What is Galaxy Chomp?
Galaxy Chomp is a roguelike-like pilot 'em up space adventure.
What is a pilot-em-up? OK, we just made that up. A pilot 'em up is kind of like a shoot 'em up, except without all the shooting.
You see, in Galaxy Chomp, you pilot your ship from a top-down perspective, much like many other spaceship-y games. Much unlike many other such games, however, you do not control your weapons. You do HAVE weapons, sometimes in great supply, but they handle the targeting and firing themselves. All you have to do is fly your little ship through space and not get killed. How hard could it be?
In addition to the more tactical ship-controlling work, you'll also be handling more strategic problems like which ship parts to equip, feeding your crew, and so on. Do you engage that massive enemy fleet and try to wipe them out? Do you fire up your warp drive and blast past them? Perhaps you try to slip by unnoticed with your cloaking system. If you do fight, what kind of weapons do they have? Is your ship properly equipped to defend against them? Don't be the one who brings shields to a missile fight.
Broadly speaking, your goal is to collect some items scattered throughout a randomly-generated galaxy and bring them back to your home galaxy, which is being invaded by some seriously grumpy aliens. To do this, you will buy new ships to fly, upgrade them with tons of different parts (weapons, defenses, sublight engines, warp drive, other stuff...), refuel at stars, combat a wide variety of enemy ships, keep your crew fed, and more!
To collect all of the items you need for your quest, you will have to travel to the far reaches of the galaxy. The farther out you get, the more dangerous and untamed the galaxy will become.
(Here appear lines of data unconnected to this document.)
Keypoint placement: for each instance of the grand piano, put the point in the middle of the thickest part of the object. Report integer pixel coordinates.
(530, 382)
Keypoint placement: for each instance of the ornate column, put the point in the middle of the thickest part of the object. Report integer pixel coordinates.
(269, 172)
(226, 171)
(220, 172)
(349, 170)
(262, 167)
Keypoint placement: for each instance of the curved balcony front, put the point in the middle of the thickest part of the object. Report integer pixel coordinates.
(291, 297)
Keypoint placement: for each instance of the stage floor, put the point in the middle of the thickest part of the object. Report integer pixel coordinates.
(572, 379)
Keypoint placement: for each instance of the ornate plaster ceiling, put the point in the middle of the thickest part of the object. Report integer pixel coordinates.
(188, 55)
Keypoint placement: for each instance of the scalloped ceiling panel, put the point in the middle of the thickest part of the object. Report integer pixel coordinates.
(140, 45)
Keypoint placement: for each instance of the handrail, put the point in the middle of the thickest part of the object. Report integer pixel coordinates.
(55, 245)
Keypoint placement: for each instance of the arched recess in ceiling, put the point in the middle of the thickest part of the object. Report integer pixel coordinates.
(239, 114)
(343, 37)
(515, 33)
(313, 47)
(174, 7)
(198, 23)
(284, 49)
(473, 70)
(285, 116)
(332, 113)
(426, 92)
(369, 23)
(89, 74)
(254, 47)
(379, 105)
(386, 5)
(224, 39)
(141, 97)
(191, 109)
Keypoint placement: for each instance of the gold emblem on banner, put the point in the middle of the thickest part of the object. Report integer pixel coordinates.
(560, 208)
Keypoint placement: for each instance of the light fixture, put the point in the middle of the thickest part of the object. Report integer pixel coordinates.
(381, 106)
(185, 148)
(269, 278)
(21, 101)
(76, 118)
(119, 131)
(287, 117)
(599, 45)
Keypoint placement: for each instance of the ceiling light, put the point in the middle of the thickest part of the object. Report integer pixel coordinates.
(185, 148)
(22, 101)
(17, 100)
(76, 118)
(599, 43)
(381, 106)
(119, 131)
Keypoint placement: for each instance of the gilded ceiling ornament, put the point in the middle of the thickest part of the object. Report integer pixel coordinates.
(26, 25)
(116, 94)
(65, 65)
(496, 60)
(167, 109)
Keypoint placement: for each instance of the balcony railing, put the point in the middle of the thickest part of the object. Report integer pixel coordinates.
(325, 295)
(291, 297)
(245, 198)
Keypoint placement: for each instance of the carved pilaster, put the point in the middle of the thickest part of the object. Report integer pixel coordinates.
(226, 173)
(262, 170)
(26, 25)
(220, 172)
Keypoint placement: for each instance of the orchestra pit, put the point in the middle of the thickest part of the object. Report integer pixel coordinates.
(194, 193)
As stated above, Galaxy Chomp has aspects of roguelikes. This means that if you die in Galaxy Chomp, you also die in the real world. Well, that isn't really true, but you DO have to start a new game. Death is permanent in Galaxy Chomp. The game is tough, and doesn't want you to win. At first, you might just try to get farther out from the galactic core than you did last time. Before you know it, though, you will be saving the galaxy and shooting for ever higher scores.
While the gameplay itself aims to be pretty hard, the interface shouldn't be. Galaxy Chomp will be easy to jump into, but it will take experience (and a little luck!) to master the game.
Tentative Minimum System Requirements
OS:
- Windows XP/Vista/7 (32 or 64 bit)
- Linux. Any (32 or 64 bit) distro from the last 2-3 years should work. Needs glibc 2.11 or newer.
Processor: 1.8 Ghz
Memory: 384 MB
Video Card: Card made within the last 4 years or so. Integrated graphics may or may not work. (All tests with integrated graphics have been fine, we just hesitate to promise, because sometimes integrated graphics can be funky.) Needs to support OpenGL 3.0 or newer, OR the framebuffer object extension (GL_ARB_framebuffer_object).